La guerre éloigne souvent, irrémédiablement même comme la mort au front de Seriojka, mais peut aussi rapprocher et, après sa grave blessure, Pavel va retrouver pendant sa convalescence son frère Artem.

« Comprendre pourquoi l’état de la société est comme il est donne la clef de tout ce qui arrive et permet d’y échapper. »
Préface, François Eychart

L’auteur, Nicolas Ostrovski, qui écrivit ce roman largement biographique dans les années trente, fut un acteur de ces événements. À l’âge de 15 ans, il est déjà dans la cavalerie du général Boudienny mais il va mourir à 32 ans, aveugle et paralysé, après avoir écrit un autre roman dans la même veine que celui-ci, "Enfanté par la tempête".

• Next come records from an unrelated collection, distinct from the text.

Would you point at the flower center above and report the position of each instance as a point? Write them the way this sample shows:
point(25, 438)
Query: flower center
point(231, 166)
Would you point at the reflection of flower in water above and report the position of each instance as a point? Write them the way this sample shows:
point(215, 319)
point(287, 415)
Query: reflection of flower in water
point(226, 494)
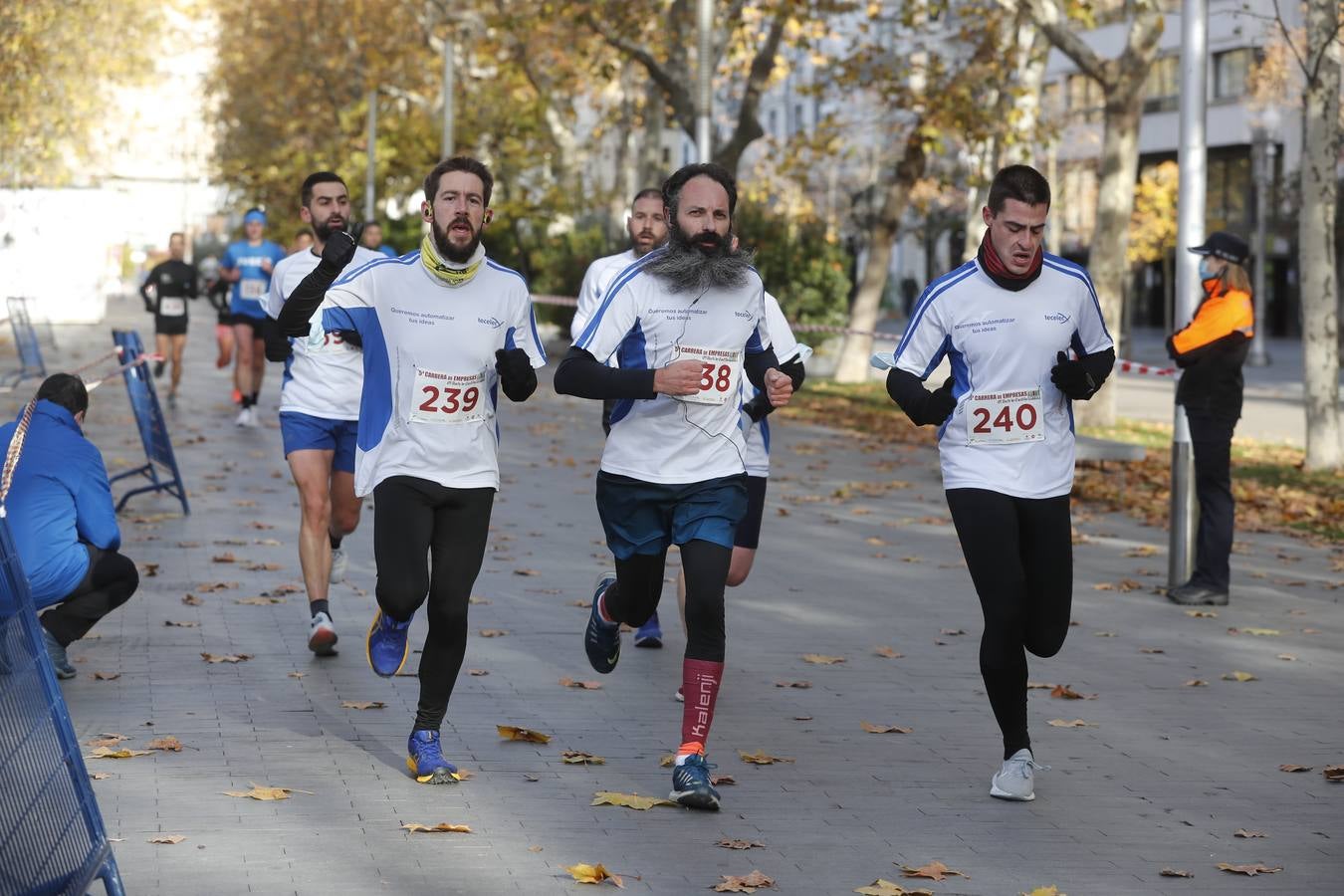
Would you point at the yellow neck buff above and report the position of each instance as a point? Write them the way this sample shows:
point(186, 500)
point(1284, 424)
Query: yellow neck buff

Cet adepte d’Ovode et de Garibaldi, qui reçut aussi la visite d’André Gide, disait qu’il n’existe pour lui  « pas de joie plus grande que celle de combattre pour le bonheur de l’humanité. » Il a voulu faire de son histoire un témoignage pour les nouvelles générations,  et comme l’écrit Romain Roland dans sa préface « vous resterez pour le monde… un exemple de victoire de l’esprit sur les trahisons… car vous vous êtes fait un avec votre grand peuple… Vous avez épousé sa joie puissante et son élan irrésistible. »

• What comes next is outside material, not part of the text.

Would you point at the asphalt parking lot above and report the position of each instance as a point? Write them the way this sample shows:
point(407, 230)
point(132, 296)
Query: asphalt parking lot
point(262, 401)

Nicolas Ostrovski, ce romantique révolutionnaire, est un pur produit des années vingt en URSS. La Révolution fera de cet homme, qui sans elle serait sans doute resté un anonyme dans son bourg ukrainien, un militant qui prend conscience de son aliénation et de ce qu’il est vraiment. Un très vieux combat qui dans cette Russie souvent ébullition, des Vieux-croyants à Pougatchev, des décembristes aux nihilistes pour arriver à 1905, longue a été la route pour tenter de changer l’ordre social. Pavel et ses amis seront d’actifs combattants, d’autres comme son frère Artem les rejoindront peu à peu.  La Révolution est d’abord une réponse à l’immobilisme d’un pouvoir inapte à évoluer, à se réformer.

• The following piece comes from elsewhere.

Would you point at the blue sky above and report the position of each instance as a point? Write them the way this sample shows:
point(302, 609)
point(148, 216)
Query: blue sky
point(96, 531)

Dès sa parution au début des années 30, le roman a été un enjeu politique, faisant écho à la lutte interne pour le pouvoir entre Staline, Trotski, Zinoviev et Kamenev. Conscient de cet enjeu, Ostrovski corrigera parfois son texte, revenant sur son opposition à la ligne Staline ou accentuant l’intransigeance de Pavel, soucieux d’illustrer ce qu’avait représenté le renversement d’un ordre ancien sclérosé par une nouvelle génération prônant l’action pour atteindre leur idéal romantique et révolutionnaire.